La route de la révolte. Après 1750, Louis XV renonça aux entrées royales |
On put juger de l’état violent où se trouvait le peuple par le mépris qu’il fit
des affiches du Parlement, les injures qu’il lui adressa. Dans son irritation
la foule s’en prend à tout le monde, poursuit comme mouchard, comme enleveur,
le premier passant. Rien pourtant ne calma autant que la justice du Parlement
sur quelques misérables, un archer qui vendait, revendait des enfants. La foule
s’amusa de voir fouetter de rue en rue des enleveuses infâmes. Elle eut plaisir
à voir étrangler et brûler deux petits Henri III, je veux dire deux garçons qui
trop naïvement avaient singé Versailles et les jeunes seigneurs si mollement
punis (en 1724). Dure leçon pour les mœurs de Cour (6 juillet). Mais en môme
temps le Parlement, pour relever l’autorité, consoler la police, fit pendre trois
pauvres diables qui légitimement, justement, avaient résisté.
On eut beau faire.
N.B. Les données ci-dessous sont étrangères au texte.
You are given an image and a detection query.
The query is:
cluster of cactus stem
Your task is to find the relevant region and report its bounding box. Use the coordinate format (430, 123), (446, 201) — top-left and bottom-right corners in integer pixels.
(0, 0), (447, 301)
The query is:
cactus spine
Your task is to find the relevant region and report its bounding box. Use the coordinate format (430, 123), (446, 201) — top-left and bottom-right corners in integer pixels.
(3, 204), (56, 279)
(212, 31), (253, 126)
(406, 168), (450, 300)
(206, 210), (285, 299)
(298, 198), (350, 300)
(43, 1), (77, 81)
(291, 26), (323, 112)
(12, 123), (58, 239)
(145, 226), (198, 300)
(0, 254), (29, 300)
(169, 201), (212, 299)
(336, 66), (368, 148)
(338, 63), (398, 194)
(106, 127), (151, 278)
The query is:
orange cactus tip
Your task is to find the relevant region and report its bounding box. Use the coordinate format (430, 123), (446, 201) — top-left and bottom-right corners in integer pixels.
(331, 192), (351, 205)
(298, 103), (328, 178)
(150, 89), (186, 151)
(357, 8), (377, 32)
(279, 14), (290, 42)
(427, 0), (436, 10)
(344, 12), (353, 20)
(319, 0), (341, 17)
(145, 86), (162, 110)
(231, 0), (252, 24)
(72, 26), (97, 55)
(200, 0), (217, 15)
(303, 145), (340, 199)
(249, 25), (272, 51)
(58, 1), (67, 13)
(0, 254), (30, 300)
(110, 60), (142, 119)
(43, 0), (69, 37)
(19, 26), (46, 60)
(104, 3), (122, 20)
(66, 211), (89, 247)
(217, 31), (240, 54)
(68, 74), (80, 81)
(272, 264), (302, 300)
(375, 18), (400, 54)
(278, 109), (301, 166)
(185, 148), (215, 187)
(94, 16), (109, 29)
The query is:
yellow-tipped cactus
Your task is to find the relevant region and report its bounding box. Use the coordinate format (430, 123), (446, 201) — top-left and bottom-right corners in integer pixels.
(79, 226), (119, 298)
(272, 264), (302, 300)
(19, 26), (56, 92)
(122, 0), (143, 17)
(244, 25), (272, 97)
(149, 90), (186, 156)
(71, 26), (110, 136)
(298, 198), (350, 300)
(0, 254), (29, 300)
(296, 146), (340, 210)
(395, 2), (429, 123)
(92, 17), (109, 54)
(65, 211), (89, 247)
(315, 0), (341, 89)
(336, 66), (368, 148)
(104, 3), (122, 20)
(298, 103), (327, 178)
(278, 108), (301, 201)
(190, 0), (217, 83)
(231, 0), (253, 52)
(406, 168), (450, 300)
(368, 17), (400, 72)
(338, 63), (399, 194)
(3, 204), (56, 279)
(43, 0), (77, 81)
L’autorité
était blessée, à n’en point relever. Elle-même s’avilit, se contredit, se
démentit. D’une part, Berrier vint déclarer au Parlement qu’il n’y avait eu nul
enlèvement. D’autre part, les archers, craignant l’enquête et la potence,
vinrent montrer les ordres de Berrier pour qu’on fît les enlèvements, ordres
royaux qui venaient de Versailles, de d’Argenson cadet, ministre de Paris.